A total of 108 articles were selected from KoreaMed, while 45 articles were obtained from PubMed. The results are presented in Table 2 [7] and Fig. 1. The category of ‘copy’ was the dominant pattern in both databases. Of the 94 copies, the predominant subcategories were ‘complete copy with a different language’ (28) and ‘copy with some modifications with a different language’ (27). The next most frequent pattern was ‘imalas.’ Of the 24 papers in this category, ‘imalas publication with an expanded sample number or extended study period’ was the predominant subcategory (19). Of the 16 ‘salami’ papers, the subcategory of ‘salami publication with divided outcomes’ (13) was the most prevalent. There was no concordance correlation between the 2 databases according to the 11 Bae et al. [7]’s subcategories (P=0.8754).
The above results show that our hypothesis that the patterns of duplication would differ between the 2 groups of articles was accepted. There was no concordance correlation between the 2 databases according to the 11 Bae et al. [7]’s subcategories. The identification of articles belonging to more categories in the KoreaMed database may reflect the presence of more cases, as well as the smaller number of articles from PubMed that were included. Among the duplicate publications from PubMed, it was difficult to detect duplicate publications belonging to the categories of ‘imalas publications with an added hypothesis’ and ‘imalas publications with an expanded sample number or extended study period, and an added hypothesis.’ This difficulty may be a limitation due to the number of articles sampled from PubMed. If editors are appropriately vigilant in detecting imalas publications, more cases may be detected.

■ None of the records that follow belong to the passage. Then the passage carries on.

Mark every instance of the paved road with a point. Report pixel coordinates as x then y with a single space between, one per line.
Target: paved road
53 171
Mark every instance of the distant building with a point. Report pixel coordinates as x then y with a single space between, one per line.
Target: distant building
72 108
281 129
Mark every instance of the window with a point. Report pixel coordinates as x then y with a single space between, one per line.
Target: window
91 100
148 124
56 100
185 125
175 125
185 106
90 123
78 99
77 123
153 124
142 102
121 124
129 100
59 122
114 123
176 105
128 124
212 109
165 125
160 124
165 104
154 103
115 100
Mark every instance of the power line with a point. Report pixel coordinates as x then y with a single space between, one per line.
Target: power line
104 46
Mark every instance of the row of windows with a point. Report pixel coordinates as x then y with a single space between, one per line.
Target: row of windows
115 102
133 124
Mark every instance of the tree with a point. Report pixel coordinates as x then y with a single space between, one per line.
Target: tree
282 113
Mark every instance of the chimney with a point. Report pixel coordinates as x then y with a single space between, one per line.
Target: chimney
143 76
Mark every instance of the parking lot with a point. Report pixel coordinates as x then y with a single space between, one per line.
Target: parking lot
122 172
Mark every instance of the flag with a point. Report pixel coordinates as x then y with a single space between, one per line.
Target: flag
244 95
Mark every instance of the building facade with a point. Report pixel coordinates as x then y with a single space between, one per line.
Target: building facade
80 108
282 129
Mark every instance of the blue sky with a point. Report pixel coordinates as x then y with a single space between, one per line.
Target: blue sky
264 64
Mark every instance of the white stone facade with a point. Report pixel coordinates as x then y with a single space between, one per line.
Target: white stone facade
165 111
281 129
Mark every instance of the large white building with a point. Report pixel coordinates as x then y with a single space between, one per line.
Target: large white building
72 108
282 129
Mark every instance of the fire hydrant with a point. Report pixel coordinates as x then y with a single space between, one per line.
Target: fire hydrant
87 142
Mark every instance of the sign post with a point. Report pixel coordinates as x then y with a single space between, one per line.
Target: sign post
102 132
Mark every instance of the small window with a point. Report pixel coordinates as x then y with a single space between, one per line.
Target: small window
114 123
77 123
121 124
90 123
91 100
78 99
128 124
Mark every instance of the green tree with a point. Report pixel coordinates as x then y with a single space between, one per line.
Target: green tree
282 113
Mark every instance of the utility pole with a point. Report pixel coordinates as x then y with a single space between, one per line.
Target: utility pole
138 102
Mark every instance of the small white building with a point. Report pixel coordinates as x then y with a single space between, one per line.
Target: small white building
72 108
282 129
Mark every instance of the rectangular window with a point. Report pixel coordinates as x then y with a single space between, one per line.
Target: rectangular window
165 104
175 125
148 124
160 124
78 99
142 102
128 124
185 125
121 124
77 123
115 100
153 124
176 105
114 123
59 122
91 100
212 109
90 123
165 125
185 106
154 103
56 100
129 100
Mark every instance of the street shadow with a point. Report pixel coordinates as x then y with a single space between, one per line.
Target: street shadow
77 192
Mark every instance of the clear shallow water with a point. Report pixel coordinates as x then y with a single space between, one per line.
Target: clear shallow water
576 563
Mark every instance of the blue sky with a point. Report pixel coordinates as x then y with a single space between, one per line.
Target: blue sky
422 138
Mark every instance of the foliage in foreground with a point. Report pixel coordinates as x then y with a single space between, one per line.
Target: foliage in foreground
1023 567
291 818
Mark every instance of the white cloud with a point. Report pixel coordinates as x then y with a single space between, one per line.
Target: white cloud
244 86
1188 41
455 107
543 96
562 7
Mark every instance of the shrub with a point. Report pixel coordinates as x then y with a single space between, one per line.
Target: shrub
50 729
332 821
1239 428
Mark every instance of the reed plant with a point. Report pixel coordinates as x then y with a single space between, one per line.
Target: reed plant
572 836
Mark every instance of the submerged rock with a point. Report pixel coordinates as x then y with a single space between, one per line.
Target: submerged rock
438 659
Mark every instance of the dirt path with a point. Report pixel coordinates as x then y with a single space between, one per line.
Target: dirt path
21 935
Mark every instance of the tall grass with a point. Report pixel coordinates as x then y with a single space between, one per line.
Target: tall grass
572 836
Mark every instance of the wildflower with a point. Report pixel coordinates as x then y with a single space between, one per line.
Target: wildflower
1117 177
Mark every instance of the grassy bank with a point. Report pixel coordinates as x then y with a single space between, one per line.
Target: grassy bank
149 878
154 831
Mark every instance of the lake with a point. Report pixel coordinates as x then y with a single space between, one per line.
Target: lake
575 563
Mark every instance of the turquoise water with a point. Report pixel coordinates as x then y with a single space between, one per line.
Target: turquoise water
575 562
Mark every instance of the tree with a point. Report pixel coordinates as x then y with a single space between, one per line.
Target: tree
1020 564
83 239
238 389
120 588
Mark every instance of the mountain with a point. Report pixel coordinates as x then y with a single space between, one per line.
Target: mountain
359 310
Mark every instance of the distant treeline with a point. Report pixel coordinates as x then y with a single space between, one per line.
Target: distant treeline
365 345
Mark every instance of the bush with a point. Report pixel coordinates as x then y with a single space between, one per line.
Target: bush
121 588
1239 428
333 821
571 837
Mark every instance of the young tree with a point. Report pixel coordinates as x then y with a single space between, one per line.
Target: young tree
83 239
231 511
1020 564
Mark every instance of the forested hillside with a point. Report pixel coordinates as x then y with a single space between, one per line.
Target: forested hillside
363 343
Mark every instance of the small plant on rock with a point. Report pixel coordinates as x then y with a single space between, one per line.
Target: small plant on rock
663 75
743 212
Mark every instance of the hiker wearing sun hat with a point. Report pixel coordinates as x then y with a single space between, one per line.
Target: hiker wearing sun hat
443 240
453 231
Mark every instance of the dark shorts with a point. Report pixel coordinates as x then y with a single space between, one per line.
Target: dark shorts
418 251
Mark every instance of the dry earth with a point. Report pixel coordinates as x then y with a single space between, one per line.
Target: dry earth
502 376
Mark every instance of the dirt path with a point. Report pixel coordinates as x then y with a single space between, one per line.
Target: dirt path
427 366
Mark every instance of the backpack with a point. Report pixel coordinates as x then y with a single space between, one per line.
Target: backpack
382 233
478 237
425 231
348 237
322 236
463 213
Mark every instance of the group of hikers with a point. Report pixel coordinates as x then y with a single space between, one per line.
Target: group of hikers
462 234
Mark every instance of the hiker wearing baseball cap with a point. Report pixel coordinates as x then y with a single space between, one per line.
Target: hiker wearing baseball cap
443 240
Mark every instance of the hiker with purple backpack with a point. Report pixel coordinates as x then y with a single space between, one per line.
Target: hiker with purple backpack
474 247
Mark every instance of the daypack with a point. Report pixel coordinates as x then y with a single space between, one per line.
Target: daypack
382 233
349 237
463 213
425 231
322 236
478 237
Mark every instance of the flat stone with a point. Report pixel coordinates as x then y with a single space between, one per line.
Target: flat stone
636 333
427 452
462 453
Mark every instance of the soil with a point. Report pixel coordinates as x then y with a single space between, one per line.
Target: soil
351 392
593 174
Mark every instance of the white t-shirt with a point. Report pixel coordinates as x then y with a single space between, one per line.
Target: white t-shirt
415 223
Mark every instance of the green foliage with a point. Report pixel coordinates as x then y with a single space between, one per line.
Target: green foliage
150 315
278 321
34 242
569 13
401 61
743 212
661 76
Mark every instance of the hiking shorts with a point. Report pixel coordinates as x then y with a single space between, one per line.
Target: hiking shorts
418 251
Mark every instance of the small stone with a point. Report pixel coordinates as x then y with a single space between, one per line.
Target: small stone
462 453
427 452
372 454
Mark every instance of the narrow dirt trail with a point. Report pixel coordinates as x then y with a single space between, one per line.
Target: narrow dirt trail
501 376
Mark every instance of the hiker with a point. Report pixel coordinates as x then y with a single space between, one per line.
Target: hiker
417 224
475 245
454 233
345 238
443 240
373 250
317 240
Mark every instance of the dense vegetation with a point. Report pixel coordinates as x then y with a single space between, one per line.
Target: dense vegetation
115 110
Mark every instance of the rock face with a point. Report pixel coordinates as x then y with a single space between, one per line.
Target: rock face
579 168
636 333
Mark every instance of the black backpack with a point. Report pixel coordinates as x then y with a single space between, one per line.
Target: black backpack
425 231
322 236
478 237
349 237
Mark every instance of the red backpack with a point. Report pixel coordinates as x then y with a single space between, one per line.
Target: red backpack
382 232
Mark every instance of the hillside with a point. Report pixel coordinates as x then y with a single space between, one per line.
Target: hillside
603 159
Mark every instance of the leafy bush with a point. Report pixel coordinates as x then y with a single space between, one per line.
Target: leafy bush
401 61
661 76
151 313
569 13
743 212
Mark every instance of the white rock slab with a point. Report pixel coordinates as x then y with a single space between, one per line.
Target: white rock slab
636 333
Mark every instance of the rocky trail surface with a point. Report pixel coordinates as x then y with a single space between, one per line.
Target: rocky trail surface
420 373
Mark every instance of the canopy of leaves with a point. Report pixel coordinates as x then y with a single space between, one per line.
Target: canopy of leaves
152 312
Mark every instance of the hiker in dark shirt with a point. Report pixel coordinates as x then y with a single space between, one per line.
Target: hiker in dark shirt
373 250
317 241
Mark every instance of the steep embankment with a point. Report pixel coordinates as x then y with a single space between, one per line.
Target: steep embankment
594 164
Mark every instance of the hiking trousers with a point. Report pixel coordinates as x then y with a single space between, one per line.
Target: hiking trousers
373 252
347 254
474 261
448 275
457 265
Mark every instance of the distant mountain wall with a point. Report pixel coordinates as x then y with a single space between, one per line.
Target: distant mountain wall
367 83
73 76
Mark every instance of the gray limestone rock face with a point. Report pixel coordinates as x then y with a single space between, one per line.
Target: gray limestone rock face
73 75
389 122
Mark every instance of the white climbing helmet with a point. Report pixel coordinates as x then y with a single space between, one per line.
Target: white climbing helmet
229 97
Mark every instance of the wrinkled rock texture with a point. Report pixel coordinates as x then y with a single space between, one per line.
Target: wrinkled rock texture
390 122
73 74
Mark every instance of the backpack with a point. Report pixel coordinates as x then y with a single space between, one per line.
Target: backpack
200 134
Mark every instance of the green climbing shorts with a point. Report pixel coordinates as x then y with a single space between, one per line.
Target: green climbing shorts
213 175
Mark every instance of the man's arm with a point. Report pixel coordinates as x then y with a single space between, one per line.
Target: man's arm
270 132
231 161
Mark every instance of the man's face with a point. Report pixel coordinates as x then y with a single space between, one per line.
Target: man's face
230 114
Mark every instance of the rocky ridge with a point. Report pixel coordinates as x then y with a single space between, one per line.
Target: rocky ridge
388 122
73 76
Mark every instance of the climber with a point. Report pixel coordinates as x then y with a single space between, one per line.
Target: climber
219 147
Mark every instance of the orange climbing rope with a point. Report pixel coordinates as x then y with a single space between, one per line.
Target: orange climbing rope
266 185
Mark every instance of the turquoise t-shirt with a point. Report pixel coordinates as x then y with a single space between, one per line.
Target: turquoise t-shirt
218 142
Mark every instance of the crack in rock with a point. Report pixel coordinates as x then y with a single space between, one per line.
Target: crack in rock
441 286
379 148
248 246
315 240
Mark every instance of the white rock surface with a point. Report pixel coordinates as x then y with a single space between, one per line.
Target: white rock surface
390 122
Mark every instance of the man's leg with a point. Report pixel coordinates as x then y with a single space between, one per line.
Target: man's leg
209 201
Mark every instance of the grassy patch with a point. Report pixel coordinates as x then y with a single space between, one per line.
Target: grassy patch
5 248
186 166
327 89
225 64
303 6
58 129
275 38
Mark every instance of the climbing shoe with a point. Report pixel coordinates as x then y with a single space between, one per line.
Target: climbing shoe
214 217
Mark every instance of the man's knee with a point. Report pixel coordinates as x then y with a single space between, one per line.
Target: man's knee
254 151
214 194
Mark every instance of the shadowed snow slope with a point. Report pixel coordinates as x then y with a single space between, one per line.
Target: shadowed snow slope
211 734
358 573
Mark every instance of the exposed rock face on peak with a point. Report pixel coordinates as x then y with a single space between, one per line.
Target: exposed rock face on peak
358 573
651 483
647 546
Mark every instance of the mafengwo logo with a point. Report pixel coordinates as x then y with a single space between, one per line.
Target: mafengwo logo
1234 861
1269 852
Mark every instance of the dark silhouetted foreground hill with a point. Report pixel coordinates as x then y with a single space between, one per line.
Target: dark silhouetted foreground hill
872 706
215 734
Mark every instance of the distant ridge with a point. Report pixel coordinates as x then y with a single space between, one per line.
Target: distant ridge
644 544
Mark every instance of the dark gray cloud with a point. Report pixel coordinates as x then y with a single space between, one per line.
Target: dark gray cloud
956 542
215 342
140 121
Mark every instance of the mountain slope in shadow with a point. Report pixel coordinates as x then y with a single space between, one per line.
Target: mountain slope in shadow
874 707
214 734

The above results will help journal editors develop an appropriate framework for considering a variety of duplication types.
The primary limitation of this study is the small number of duplicate articles from PubMed due to the short period of publication. In this study, publication period was identical in 2 databases. If the period were to be extended, more duplicate articles would have been included in the categorization. Although 2 authors in a pair discussed and reached an agreement regarding the classification of cases of duplication, there may have been the possibility for some bias. These frameworks were applied to medical journals, so a similar analysis for the fields of agriculture, engineering, the natural sciences, the social sciences, and the arts and humanities should be done, after appropriate adaptation, to confirm the general feasibility of this approach.
In conclusion, the new Bae et al. [7]’s classification of duplicate publications, containing 11 subcategories, can be used not only for medical journals from Korea, but also for journals in PubMed. A different pattern was found in the subcategories of duplicate publications between KoreaMed and PubMed. We recommend that scholarly journal editors and librarians adopt the Bae et al. [7]’ s classification of duplicate publications in order to categorize duplicate publications more precisely. More work on categorization will confirm the feasibility of this classification system.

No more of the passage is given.